Giyinirken çıkardığı sesler Angus’a o kadar tanıdık geliyordu ki, gözlerini bile açmadan, “Yaz ortasında şah ne yapacaksın?” dedi. Mae bu uyarıyı duymazdan geldi. “Aklım sende kalacak. Yarın akşama kadar dönemeyiz biz,” dedi. Angus yatakta döndü ve başını kaldırıp acıyla baktı. “Başıma ne gelebilir ki?” dedi. “Doğru ya,” dedi Mae. “Hep unutuyorum.” “Ben unutmuyorum,” dedi Angus. “Haydi güle güle.” Sonra hemen uykuya daldı.
Mae yatağın kenarına oturdu ve eskilikten incelip yumuşamış, nasıl olup da hâlâ dağılmadığına hayret edeceğiniz deri botlarını ayağına geçirdi. Sonra kalktı ve yatayın yanındaki komodinden küp şeklinde bir cisim aldı; üzerinde gül ve zambak desenleri olan bir müzik kutusu. Sahip olduğu en sevimli şey oydu ve hiç yanından ayırmazdı.
Parmakları kutunun altındaki kurma koluna gitti, ama Angus’un uyuduğunu görerek başını iki yana salladı, küçük kutuyu hafifçe okşadıktan sonra cebine koydu.
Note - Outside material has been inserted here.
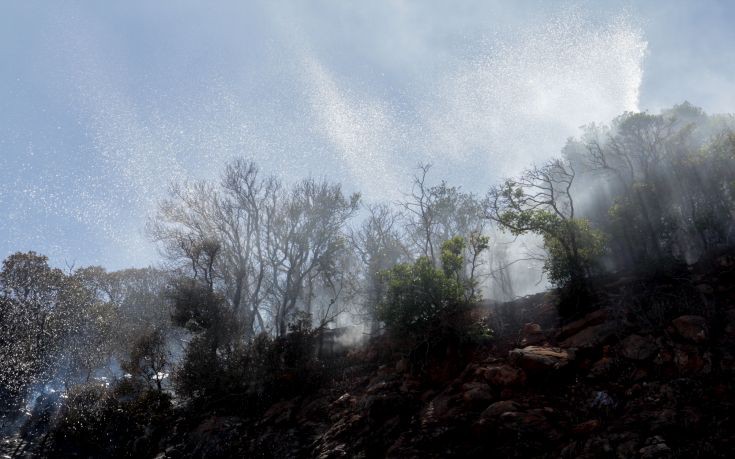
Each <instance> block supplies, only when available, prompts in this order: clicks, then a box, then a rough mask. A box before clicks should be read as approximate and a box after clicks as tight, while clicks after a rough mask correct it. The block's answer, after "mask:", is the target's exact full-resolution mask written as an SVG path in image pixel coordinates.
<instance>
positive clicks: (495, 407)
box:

En son, geniş kenarları eskiyip sarkmış mavi hasır şapkasını takıp kulaklarının altına kadar çekti. Ama, şapkayı takmadan önce griye çalan kahverengi saçlarını tarayıp ensesine topuz yaptı.
Aynaya bile bakmadan çabucak ve ustalıkla yaptı bunu. Komodinin üzerinde duvara dayalı duran bir aynası olmasına rağmen, Mae Tuck’ın aynaya ihtiyacı yoktu. Aynaya bakınca ne göreceğini çok iyi biliyordu ve aksini görmekten çok uzun zaman önce sıkılmıştı. Çünkü Mae Tuck, kocası, oğulları Miles ve Jesse seksen yedi yıldır hep aynı görünüyorlardı.